The New York Times -- NEW DELHI, India

The resurgent Taliban have embarked on a strategy of small guerrilla attacks intended to frustrate and steadily bleed U.S. forces in Afghanistan and to force the United States to expend billions of dollars in military costs, according to two Taliban officials interviewed recently.

Hajji Ibrahim, who identified himself as a Taliban commander, said the group’s goal was to tie down the United States in Afghanistan and force it to spend huge sums responding to limited attacks that draw U.S. forces “here to there, here to there.” He confidently predicted that the United States, sapped by a slow, costly and grinding conflict, would abandon Afghanistan after two to three years, and repeatedly compared the current situation with the defeat of Soviet forces in Afghanistan in the 1980s.

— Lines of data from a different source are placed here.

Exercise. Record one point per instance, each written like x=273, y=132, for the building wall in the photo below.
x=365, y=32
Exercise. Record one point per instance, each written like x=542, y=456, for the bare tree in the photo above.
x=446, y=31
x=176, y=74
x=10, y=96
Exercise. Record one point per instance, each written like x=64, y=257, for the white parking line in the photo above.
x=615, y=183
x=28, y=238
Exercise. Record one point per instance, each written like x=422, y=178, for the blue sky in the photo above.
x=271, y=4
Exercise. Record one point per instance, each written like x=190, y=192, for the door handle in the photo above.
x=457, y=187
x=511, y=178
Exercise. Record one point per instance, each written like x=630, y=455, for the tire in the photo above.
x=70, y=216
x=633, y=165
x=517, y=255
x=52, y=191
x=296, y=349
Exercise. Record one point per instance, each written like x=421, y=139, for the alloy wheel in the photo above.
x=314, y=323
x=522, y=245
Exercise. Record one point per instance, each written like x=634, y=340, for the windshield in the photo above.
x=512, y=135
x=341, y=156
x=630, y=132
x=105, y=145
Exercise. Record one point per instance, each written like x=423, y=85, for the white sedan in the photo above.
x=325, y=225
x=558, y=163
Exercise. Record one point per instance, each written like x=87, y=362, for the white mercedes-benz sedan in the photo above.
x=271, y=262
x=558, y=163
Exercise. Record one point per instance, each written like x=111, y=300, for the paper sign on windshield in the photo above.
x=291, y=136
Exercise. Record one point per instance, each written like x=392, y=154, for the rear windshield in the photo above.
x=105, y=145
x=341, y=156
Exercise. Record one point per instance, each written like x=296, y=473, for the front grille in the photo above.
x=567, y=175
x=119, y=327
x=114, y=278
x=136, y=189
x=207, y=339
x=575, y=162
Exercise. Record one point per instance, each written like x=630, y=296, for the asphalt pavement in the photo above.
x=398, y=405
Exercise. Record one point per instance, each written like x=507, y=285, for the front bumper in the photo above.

“How is it possible that America will continue to do these things for many years?” he asked, pointing out that it cost virtually nothing for a single Taliban fighter to plant a land mine. “Just think -- one plane -- how much is it to take off and land?”

Hajji Latif, who identified himself as a Taliban spokesman, said the fugitive Taliban leader, Mullah Omar, was commanding Taliban forces from his hideout in Afghanistan. While claiming that U.S. troops are overstretched in Iraq and Afghanistan, Latif called for volunteers around the world to aid the Taliban and said he hoped the United States would open new fronts in the campaign against terrorism.

“We are offering prayers that they should start in one or two more places,” he said. “When America goes to open one or two more places it will be good for Muslims.”

The two men were interviewed separately and on the condition that the country in which they spoke not be identified. They also asked that their real names not be disclosed, and gave only their noms de guerre. Their claims could not be independently confirmed.